Take the time to do an in-depth market analysis and research before you proceed with your business idea. Not only will this help launch your business more successfully, but the data you gather will also help you grow and expand your business in the future.
- Develop a written business plan—Many people think they only need a written business plan if they are seeking traditional financing for their small business. This could not be further from the truth. At a minimum, your business plan should list your specific objectives, strategies for success, how you plan to market your business, and the amount of money you need to start. Your business plan is the roadmap for your business, and should be frequently updated as your business changes and adapts over time.
- Seek advice from others who have started similar businesses—Having an advisor can give you insight into things you haven’t considered for your business. They can often offer tips and tricks to help you avoid costly mistakes. Even if your contact is someone whose company failed, they can share valuable information about what not to do.
- Maintain flexibility—Adapting to change and finding out what works and what doesn’t is a crucial part of running a successful small business. Many small businesses fail because they were unable or unwilling to change their business model to accommodate an ever-changing marketplace. One thing you can count on is that no matter how successful your business is in the beginning, you will have to adapt to changes as they come.
- Take a course in business finance or management. You can often find these types of courses offered through the Small Business Association in your area, or as continuing education classes in a local community college. The more you learn about managing the revenue generated by your business, the fewer costly mistakes you will make. These mistakes are often the death knell for small businesses, so taking advantage of inexpensive courses that can help you avoid them is an intelligent move for first-time business owners.

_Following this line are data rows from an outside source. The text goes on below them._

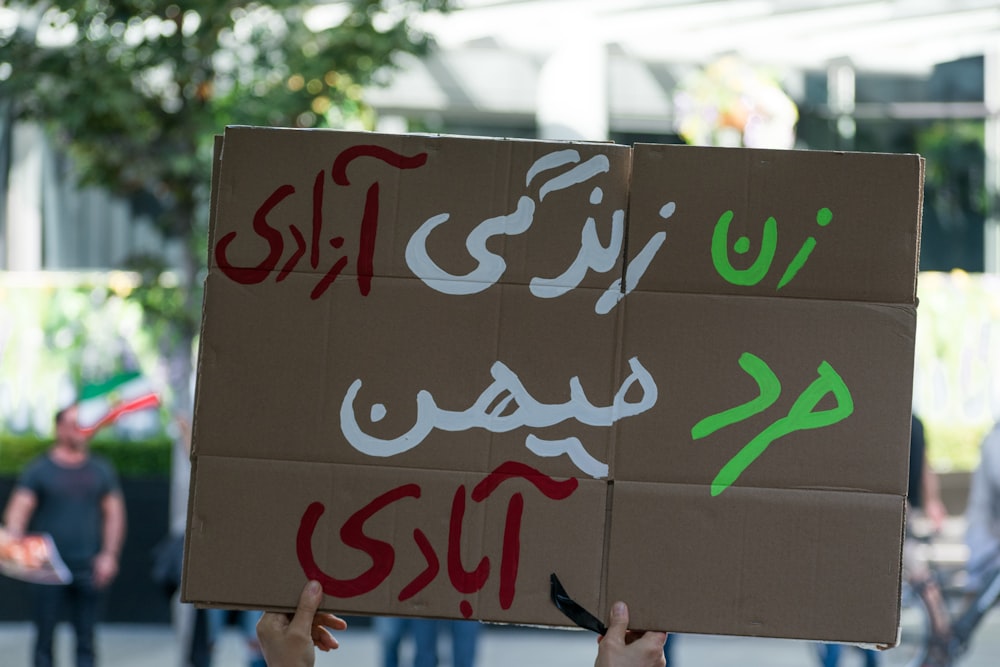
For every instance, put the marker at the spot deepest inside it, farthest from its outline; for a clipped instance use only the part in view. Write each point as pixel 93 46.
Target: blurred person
pixel 464 640
pixel 197 629
pixel 668 649
pixel 247 621
pixel 923 499
pixel 288 640
pixel 390 631
pixel 75 497
pixel 291 640
pixel 983 513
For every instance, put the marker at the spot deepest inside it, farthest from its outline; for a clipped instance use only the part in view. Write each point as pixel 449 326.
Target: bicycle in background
pixel 938 616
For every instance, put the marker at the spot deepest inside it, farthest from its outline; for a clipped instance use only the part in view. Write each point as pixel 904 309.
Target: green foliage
pixel 138 89
pixel 150 458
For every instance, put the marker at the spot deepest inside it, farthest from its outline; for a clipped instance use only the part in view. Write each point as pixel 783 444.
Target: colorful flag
pixel 33 558
pixel 104 402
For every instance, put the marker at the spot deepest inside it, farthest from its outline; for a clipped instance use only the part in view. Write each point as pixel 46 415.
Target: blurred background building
pixel 882 75
pixel 868 75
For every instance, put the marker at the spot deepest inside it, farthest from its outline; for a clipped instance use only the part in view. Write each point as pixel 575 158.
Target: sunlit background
pixel 107 113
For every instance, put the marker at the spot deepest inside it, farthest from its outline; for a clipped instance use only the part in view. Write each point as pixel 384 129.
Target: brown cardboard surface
pixel 436 340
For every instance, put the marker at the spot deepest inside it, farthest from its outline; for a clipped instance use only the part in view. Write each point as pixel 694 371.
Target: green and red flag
pixel 102 403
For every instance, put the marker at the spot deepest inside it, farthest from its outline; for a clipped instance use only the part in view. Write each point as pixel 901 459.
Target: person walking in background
pixel 75 497
pixel 464 640
pixel 982 534
pixel 390 630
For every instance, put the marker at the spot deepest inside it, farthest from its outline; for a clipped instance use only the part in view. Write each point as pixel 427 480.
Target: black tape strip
pixel 573 611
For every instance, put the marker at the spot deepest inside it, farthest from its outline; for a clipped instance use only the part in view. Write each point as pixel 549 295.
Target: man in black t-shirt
pixel 75 497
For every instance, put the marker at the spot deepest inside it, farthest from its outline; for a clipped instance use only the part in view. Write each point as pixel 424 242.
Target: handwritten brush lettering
pixel 505 405
pixel 275 240
pixel 760 266
pixel 800 417
pixel 383 555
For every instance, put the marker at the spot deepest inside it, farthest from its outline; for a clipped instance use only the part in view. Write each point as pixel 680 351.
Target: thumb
pixel 309 602
pixel 619 622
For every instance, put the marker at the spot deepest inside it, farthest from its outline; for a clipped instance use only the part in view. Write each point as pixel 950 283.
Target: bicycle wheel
pixel 915 630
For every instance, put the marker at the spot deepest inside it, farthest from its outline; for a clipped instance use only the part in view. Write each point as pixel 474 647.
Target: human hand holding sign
pixel 621 647
pixel 290 642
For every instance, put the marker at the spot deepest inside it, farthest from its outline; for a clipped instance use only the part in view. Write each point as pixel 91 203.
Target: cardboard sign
pixel 436 370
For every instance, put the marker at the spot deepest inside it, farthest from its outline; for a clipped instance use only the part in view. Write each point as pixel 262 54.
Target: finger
pixel 653 640
pixel 271 624
pixel 618 627
pixel 328 620
pixel 312 595
pixel 323 640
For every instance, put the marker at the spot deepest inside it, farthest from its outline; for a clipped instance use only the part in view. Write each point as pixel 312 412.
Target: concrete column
pixel 573 94
pixel 24 198
pixel 991 96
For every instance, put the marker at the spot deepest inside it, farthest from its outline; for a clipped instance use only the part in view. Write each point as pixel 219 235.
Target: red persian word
pixel 462 580
pixel 275 240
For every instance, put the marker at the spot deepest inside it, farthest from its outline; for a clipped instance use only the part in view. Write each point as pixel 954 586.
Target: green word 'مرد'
pixel 754 273
pixel 800 417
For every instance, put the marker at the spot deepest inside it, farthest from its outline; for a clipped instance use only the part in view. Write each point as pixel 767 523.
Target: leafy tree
pixel 137 90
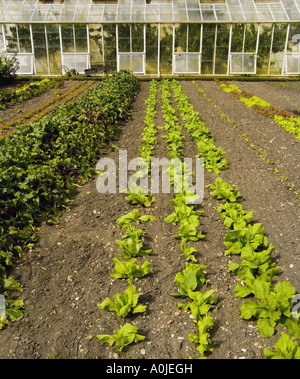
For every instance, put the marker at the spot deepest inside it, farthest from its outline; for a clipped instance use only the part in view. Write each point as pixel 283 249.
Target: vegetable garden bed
pixel 68 273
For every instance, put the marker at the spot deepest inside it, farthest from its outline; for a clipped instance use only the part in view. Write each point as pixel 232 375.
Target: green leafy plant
pixel 274 307
pixel 234 215
pixel 224 191
pixel 201 304
pixel 124 303
pixel 123 337
pixel 128 270
pixel 134 216
pixel 285 348
pixel 139 196
pixel 188 252
pixel 245 240
pixel 189 279
pixel 203 337
pixel 131 243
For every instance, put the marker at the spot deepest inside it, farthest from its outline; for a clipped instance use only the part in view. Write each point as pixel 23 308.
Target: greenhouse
pixel 152 37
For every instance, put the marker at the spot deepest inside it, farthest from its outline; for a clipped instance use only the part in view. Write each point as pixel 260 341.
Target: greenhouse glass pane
pixel 54 14
pixel 222 13
pixel 152 13
pixel 96 14
pixel 194 15
pixel 138 15
pixel 249 10
pixel 68 13
pixel 278 12
pixel 264 12
pixel 12 11
pixel 110 13
pixel 25 63
pixel 180 15
pixel 208 13
pixel 137 35
pixel 242 64
pixel 10 32
pixel 165 13
pixel 40 13
pixel 294 38
pixel 235 10
pixel 291 9
pixel 81 44
pixel 132 62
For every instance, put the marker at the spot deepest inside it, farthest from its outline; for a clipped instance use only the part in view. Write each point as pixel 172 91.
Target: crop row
pixel 37 113
pixel 131 243
pixel 257 271
pixel 187 220
pixel 262 153
pixel 12 96
pixel 43 162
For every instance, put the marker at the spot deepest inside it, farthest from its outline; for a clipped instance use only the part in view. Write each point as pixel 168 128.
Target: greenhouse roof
pixel 142 11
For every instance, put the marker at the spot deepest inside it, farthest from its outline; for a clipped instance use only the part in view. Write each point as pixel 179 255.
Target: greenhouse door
pixel 131 48
pixel 243 63
pixel 186 63
pixel 134 62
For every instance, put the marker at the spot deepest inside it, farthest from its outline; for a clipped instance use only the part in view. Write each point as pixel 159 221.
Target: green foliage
pixel 189 279
pixel 285 348
pixel 201 304
pixel 124 221
pixel 8 69
pixel 41 164
pixel 128 270
pixel 274 307
pixel 10 97
pixel 224 191
pixel 203 336
pixel 234 215
pixel 131 243
pixel 139 196
pixel 124 303
pixel 123 337
pixel 245 240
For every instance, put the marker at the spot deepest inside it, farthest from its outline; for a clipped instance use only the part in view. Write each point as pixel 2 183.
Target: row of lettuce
pixel 44 161
pixel 270 304
pixel 131 243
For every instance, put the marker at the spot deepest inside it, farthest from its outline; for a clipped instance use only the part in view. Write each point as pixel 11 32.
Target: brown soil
pixel 68 272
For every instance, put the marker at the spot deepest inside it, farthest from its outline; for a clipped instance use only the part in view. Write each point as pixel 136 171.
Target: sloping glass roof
pixel 131 11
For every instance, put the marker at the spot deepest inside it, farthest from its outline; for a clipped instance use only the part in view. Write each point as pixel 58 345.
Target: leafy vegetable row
pixel 290 123
pixel 12 96
pixel 131 244
pixel 187 219
pixel 273 304
pixel 213 156
pixel 262 153
pixel 43 162
pixel 38 113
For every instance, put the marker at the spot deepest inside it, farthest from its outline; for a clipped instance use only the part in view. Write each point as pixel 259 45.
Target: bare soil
pixel 68 272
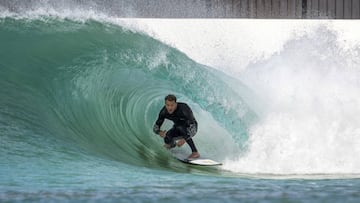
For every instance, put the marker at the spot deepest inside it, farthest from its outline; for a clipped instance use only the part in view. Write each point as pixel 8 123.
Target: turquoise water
pixel 78 101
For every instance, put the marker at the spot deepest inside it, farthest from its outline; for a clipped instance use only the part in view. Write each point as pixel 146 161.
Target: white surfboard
pixel 181 155
pixel 201 162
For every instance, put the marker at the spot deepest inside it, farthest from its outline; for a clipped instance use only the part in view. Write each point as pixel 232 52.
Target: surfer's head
pixel 170 103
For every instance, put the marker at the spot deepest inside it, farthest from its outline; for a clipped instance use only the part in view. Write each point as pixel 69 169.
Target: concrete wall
pixel 333 9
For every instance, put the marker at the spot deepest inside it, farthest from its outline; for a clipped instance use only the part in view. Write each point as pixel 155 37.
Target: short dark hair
pixel 170 97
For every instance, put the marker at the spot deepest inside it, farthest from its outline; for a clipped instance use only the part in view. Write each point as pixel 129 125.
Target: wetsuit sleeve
pixel 159 121
pixel 191 122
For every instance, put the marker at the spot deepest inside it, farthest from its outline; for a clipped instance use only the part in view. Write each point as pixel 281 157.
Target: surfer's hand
pixel 162 133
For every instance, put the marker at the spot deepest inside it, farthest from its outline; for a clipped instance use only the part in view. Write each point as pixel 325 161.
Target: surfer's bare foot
pixel 194 155
pixel 180 142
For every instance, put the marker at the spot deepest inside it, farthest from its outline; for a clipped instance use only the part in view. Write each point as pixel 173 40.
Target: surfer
pixel 185 125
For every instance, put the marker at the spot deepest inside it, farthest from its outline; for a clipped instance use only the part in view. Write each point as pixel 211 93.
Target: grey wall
pixel 333 9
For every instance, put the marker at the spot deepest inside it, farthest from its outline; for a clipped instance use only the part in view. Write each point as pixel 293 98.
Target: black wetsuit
pixel 185 125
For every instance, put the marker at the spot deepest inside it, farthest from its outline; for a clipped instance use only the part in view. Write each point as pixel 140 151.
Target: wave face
pixel 98 87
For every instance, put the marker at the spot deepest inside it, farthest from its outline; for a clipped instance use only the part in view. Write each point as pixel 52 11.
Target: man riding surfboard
pixel 185 125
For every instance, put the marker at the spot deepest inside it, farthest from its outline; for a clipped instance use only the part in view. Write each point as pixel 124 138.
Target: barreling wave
pixel 98 87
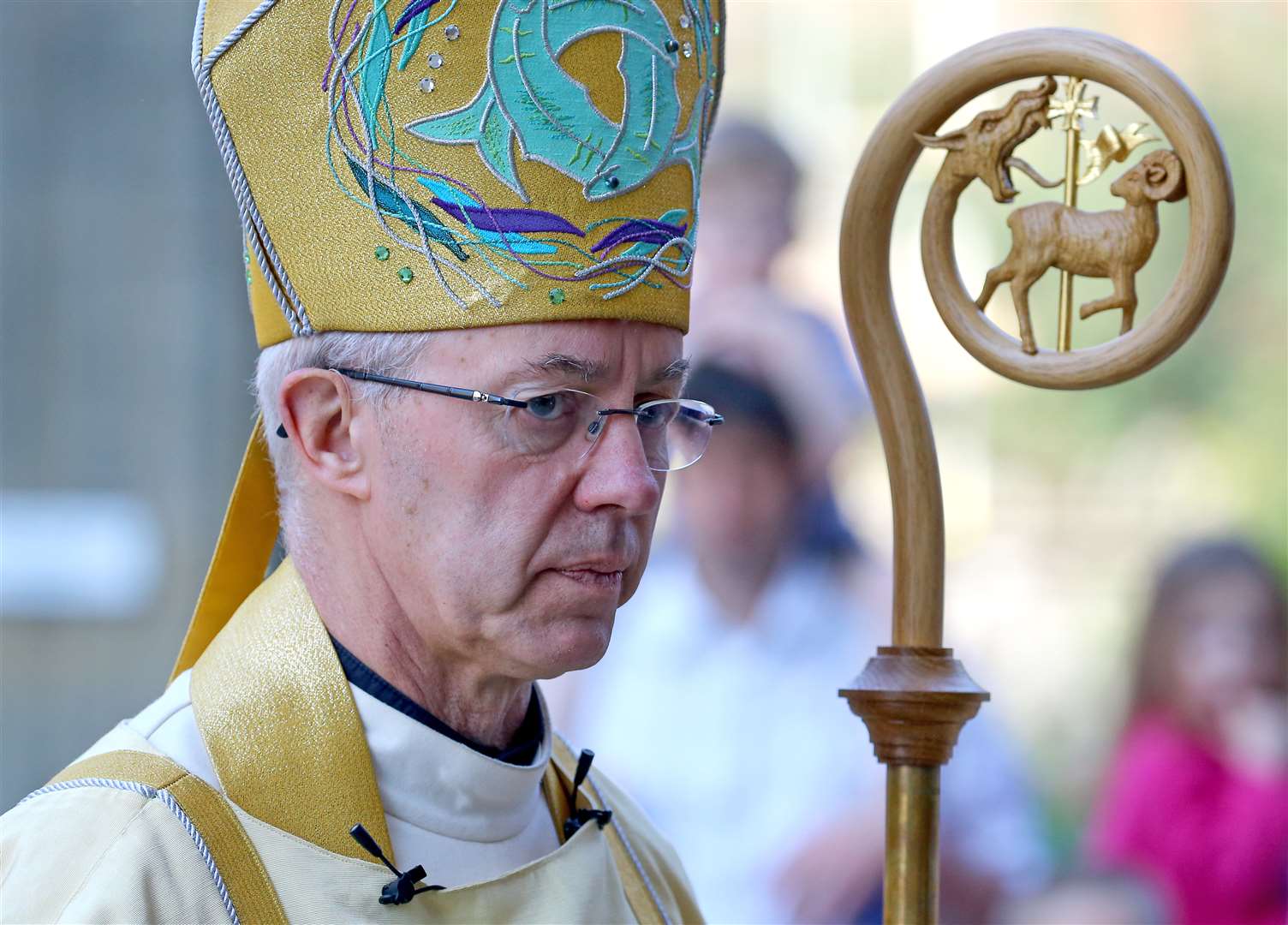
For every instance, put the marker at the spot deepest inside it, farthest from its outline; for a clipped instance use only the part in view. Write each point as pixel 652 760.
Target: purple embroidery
pixel 641 230
pixel 509 219
pixel 414 8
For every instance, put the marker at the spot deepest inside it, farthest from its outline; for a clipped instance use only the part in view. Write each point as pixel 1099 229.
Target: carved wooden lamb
pixel 1112 244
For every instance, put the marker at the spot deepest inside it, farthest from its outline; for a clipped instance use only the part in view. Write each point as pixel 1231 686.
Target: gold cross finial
pixel 1073 107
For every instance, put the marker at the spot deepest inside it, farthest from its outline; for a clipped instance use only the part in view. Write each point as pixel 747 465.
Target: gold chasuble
pixel 128 835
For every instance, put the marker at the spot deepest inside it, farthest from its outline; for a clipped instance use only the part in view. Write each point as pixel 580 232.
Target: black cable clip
pixel 403 888
pixel 580 817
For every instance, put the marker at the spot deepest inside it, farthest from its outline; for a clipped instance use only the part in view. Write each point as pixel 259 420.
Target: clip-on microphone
pixel 580 817
pixel 403 888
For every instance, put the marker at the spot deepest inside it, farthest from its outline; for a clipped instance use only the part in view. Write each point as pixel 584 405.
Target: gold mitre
pixel 411 165
pixel 419 165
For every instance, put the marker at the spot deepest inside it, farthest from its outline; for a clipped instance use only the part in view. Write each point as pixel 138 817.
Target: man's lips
pixel 597 576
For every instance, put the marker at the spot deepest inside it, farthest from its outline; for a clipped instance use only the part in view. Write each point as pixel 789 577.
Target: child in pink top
pixel 1196 794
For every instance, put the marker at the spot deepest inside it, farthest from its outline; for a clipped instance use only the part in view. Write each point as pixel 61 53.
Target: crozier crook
pixel 914 696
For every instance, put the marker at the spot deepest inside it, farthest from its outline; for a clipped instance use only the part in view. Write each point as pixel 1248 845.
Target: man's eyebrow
pixel 585 370
pixel 590 370
pixel 675 371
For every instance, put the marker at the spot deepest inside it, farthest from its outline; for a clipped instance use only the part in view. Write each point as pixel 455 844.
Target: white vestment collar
pixel 446 787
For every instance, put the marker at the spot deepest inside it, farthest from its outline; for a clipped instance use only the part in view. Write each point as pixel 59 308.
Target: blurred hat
pixel 796 353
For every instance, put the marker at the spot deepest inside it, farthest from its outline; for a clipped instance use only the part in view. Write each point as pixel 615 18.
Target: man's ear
pixel 319 418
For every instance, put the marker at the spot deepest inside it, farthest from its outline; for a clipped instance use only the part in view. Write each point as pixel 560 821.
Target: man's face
pixel 511 562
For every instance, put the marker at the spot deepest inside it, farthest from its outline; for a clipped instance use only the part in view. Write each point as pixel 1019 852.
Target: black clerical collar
pixel 523 746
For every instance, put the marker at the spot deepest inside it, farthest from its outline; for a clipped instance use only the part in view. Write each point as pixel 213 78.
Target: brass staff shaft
pixel 912 845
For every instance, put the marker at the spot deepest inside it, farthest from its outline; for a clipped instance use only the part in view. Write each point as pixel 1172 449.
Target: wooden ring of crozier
pixel 1171 107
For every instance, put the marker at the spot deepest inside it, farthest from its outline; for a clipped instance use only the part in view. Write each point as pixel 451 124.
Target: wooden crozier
pixel 914 696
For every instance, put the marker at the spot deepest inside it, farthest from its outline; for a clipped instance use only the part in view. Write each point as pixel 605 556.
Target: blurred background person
pixel 1088 898
pixel 1196 792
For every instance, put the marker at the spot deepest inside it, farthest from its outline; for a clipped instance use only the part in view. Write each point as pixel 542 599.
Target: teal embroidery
pixel 531 104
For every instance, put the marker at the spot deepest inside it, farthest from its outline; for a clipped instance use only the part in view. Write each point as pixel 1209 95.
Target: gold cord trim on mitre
pixel 242 552
pixel 278 719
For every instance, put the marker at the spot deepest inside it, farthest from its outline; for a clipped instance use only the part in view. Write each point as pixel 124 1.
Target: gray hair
pixel 389 355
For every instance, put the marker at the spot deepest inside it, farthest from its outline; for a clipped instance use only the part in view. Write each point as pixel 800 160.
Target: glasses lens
pixel 675 432
pixel 550 421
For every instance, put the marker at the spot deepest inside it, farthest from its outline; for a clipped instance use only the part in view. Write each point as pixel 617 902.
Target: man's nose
pixel 616 472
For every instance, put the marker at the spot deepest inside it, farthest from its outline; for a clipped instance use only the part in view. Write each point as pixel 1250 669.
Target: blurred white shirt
pixel 732 737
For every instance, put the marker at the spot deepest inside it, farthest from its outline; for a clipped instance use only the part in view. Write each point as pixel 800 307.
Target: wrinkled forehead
pixel 567 352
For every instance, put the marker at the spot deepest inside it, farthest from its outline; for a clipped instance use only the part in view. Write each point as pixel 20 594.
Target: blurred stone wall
pixel 125 348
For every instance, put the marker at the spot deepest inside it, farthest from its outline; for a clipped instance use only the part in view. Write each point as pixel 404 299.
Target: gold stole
pixel 278 719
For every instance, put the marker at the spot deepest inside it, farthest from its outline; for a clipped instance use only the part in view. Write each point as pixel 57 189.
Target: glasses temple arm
pixel 450 391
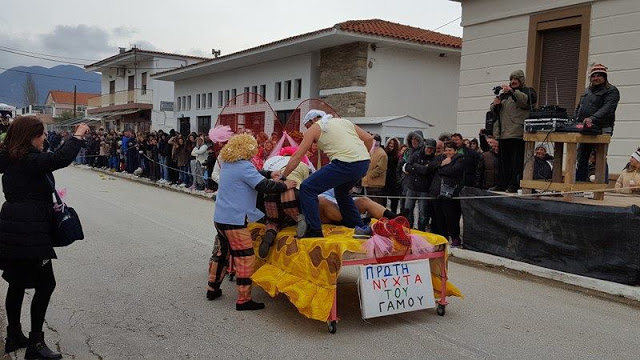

Common causes of small business failure
Unsurprisingly, the most common cause of failure for a small business is running out of working capital. Business owners know how much revenue their business is generating, but they fail to plan for unforeseen expenses and tap out all their sources’ of money. Though it is smart to reinvest revenue back into your business, you need to maintain some liquidity to deal with unexpected expenses that arise in every business. Ineffective or insufficient marketing is another reason that many small businesses fail. Marketing can be an expensive endeavor, and many small business owners do not understand how to track conversion rates to tell what marketing techniques are having the most significant impact. You need a marketing plan that is constantly updated to keep a steady stream of new customers, as well as to stay in touch with your established customers. Overall, the mismanagement of the business is the primary cause of failure for small businesses. To ensure the success of your business, make sure you are keeping abreast of changes in your industry and changes in the marketplace. Seek help early, and often, when you encounter problems. Reaching out to a place like the Small Business Association or a mentor can help you manage your business effectively. Remember, what the statistics can’t tell you is the overwhelming feeling of pride you will have in running your business well.